De son côté, le Rwanda de­vra agir de la même façon à l’endroit de Nkunda. Mais surtout prendre toutes les dispositions susceptibles de permettre la réintégration des réfugiés rwandais. Il revient donc au Rwanda d’assainir son environnement politi­que pour qu’il n’y ait plus « de réfu­giés ».

Aux partenaires extérieurs d’assumer également leur part de res­ponsabilité. Que dire de la Monuc si son mandat n’est pas réajusté ou requalifié en vue de soutenir le plan de la RDC? Les FARDC sont en pleine restructuration et accusent encore des lacunes dans leur déploie­ment Comment rendre leurs opéra­tions militaires efficaces si la Monuc doit continuer à observer ? L’Union européenne n’a jamais apporté la lo­gistique promise à l’Union africaine dans le but de constituer une force africaine qui devrait être déployée à ce propos justement, et venir en aide à la RDC pour « traquer » les for­ces négatives au Kivu, tel que le re­commande l’Accord de Lusaka. Qu’est ce qui a changé maintenant ?

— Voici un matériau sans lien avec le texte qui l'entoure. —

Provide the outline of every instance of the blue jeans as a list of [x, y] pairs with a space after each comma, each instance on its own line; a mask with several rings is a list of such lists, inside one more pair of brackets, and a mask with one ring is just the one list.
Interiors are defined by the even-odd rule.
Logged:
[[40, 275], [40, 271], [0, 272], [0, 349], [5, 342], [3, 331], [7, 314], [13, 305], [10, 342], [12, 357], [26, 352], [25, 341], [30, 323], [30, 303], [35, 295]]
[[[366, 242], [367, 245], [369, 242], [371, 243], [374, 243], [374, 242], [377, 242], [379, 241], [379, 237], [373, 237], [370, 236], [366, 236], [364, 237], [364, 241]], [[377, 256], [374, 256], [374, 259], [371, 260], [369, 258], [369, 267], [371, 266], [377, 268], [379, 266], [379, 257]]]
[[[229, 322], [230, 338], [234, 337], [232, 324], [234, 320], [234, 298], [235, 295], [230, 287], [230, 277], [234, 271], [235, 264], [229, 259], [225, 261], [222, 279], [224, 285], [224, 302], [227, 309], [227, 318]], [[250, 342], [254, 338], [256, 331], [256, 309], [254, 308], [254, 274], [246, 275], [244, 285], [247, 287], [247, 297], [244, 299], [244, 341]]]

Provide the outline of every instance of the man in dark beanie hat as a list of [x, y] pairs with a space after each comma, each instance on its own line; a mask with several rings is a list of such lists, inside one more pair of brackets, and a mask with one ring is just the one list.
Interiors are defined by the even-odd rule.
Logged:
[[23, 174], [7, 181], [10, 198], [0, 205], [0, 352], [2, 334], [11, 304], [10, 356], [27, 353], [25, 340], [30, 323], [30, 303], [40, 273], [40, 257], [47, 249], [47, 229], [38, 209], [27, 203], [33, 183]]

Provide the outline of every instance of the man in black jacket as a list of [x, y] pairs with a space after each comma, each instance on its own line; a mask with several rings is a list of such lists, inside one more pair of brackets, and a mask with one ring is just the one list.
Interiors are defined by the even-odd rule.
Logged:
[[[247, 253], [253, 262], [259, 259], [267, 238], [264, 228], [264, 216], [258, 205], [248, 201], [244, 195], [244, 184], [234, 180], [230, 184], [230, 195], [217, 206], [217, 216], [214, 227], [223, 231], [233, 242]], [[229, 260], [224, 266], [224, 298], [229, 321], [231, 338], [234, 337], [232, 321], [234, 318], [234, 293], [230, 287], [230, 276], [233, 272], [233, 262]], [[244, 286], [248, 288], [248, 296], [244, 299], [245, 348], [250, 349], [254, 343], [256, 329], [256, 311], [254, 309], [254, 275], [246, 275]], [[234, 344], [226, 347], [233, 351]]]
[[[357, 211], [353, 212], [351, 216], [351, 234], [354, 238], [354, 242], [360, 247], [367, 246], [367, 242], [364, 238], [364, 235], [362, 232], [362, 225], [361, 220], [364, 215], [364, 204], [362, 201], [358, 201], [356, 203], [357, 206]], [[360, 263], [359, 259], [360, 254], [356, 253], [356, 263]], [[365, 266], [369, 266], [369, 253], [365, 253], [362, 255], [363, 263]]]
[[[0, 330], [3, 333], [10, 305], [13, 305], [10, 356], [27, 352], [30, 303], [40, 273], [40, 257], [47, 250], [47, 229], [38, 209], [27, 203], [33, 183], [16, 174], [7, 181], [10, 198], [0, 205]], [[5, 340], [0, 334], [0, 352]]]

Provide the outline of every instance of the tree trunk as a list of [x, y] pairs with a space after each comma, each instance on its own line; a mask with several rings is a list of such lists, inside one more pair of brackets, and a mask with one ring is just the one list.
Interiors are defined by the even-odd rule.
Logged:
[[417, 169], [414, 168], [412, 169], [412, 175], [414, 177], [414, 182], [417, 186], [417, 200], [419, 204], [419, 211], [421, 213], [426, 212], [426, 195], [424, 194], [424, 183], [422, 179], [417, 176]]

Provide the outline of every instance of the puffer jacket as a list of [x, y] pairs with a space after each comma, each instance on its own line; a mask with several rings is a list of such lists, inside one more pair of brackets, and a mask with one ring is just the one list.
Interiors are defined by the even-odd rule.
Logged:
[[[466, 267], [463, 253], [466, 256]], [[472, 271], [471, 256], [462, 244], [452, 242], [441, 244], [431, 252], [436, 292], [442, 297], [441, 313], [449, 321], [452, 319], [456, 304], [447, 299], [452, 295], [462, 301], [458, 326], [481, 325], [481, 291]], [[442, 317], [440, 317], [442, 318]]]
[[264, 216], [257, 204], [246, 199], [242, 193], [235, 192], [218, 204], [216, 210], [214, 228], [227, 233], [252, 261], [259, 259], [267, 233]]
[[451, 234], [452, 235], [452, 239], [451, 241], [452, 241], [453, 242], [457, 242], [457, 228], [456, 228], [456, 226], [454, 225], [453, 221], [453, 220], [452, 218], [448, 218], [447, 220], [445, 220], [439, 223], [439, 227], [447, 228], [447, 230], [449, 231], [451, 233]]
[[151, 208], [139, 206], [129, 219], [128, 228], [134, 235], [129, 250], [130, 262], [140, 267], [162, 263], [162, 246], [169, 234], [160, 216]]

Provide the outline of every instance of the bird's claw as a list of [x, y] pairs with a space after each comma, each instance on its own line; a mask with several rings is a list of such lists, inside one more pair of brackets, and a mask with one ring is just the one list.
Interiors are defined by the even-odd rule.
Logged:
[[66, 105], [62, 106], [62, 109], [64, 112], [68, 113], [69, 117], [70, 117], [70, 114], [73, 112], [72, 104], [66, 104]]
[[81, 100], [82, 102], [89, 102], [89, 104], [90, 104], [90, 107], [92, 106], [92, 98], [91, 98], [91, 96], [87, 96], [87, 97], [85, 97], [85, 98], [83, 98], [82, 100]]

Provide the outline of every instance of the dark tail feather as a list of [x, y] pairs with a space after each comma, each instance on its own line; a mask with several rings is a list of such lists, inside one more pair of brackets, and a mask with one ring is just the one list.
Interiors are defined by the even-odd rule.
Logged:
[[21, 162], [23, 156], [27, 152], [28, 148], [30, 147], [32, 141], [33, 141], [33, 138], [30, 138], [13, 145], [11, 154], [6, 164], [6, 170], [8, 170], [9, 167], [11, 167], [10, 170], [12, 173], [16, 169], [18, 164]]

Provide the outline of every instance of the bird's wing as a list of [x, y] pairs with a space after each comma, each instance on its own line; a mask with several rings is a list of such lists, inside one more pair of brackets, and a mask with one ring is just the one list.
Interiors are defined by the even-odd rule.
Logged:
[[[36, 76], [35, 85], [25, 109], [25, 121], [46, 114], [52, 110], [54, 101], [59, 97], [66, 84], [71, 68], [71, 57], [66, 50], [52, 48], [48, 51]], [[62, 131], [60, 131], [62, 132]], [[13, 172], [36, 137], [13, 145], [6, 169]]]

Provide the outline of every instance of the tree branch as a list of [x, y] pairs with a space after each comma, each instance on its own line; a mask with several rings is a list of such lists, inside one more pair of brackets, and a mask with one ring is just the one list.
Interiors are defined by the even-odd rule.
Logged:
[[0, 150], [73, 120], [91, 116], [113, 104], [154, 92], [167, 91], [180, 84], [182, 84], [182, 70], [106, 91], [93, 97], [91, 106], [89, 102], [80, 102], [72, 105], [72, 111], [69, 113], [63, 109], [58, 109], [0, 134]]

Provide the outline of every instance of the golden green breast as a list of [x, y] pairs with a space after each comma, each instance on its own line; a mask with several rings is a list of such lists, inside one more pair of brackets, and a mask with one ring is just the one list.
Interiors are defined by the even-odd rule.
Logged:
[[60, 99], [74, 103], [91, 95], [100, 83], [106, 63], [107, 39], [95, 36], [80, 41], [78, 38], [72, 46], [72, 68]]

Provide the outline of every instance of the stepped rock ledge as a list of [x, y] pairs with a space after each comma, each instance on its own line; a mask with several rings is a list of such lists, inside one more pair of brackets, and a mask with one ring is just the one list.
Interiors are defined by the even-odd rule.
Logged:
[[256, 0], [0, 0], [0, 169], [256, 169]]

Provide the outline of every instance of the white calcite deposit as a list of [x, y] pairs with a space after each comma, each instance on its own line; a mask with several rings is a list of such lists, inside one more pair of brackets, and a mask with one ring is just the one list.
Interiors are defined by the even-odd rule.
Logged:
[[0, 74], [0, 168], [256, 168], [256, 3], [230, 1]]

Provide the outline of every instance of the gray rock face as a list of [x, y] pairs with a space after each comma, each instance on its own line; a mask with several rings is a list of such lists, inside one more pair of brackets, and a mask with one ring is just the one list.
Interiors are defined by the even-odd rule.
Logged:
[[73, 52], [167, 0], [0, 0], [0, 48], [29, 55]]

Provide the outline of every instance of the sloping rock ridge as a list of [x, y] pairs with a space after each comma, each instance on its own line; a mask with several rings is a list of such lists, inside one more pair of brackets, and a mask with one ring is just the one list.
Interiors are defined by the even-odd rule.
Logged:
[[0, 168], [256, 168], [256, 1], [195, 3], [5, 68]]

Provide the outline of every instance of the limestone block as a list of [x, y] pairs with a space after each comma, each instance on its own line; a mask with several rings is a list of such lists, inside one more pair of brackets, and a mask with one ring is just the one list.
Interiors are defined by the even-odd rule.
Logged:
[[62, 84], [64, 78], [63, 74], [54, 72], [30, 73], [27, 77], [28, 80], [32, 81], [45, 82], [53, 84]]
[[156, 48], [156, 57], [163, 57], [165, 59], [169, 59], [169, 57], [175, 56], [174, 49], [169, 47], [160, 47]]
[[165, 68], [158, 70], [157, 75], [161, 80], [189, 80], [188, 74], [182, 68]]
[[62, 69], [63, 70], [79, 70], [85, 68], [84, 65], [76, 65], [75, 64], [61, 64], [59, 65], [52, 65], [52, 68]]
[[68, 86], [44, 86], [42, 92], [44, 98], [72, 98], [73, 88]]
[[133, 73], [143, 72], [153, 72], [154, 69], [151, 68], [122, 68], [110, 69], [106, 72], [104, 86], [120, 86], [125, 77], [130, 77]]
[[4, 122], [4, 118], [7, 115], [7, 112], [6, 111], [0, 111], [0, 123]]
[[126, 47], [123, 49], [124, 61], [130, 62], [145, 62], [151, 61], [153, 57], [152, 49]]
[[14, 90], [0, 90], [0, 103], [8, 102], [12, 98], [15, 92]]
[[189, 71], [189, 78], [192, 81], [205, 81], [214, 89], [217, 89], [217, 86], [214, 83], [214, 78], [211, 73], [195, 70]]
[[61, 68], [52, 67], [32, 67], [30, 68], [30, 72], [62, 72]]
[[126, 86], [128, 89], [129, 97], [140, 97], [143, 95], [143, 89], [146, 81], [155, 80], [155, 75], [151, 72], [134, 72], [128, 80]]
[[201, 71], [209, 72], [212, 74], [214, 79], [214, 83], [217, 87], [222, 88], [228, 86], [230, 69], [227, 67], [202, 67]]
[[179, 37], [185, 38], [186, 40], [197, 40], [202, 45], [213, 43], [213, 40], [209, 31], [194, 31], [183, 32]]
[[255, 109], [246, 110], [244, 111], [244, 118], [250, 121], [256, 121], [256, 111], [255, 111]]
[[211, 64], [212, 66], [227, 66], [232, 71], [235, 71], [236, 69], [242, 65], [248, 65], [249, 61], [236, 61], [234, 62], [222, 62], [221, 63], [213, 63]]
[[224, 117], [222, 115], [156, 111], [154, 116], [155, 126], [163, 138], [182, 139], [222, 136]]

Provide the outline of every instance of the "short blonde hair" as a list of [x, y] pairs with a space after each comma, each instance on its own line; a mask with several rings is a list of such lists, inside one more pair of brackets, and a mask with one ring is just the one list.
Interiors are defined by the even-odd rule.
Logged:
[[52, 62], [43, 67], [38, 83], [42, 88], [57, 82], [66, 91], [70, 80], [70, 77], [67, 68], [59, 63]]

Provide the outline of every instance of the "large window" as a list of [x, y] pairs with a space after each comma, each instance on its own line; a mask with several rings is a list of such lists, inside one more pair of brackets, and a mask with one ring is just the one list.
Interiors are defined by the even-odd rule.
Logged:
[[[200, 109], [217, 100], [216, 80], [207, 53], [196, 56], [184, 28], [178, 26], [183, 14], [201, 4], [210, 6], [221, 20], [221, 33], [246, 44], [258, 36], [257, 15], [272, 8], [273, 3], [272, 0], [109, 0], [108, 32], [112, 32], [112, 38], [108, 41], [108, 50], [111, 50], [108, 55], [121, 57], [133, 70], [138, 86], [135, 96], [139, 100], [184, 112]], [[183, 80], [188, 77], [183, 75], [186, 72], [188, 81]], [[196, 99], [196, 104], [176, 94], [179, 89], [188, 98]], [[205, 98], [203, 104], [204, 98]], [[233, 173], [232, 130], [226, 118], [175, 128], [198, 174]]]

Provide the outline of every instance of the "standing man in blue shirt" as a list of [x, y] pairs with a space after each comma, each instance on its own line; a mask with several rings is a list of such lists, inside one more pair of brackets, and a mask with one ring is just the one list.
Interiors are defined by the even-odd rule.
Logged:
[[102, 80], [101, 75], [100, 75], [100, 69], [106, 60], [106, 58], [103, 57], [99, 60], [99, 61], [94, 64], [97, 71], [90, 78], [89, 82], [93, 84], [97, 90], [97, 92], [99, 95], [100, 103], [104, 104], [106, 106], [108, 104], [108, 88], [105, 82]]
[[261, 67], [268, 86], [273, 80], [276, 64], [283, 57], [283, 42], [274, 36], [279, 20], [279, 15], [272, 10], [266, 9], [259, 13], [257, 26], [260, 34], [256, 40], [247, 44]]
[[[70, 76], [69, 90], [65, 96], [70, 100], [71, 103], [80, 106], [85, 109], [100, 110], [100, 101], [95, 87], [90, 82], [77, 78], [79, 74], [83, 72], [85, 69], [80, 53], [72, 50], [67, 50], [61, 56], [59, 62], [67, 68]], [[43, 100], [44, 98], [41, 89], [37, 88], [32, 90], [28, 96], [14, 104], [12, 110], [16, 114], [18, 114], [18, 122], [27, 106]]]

L’Onu, surtout les Etats-Unis et l’Union européenne doivent répon­dre à cette interrogation pour mettre effectivement fin à la politique d’autruche qui a souvent caractérisé la gestion de cette question précise. Tant qu’elle subsistera, la menace sur la paix, la stabilité de la RDC et du Rwanda, et celle de la région des Grands Lacs, subsistera également. En fait, il s’agit d’une affaire « des enjeux politiques et économiques ré­gionaux et internationaux », mais aussi « de gros sous ». Halte à la naï­veté.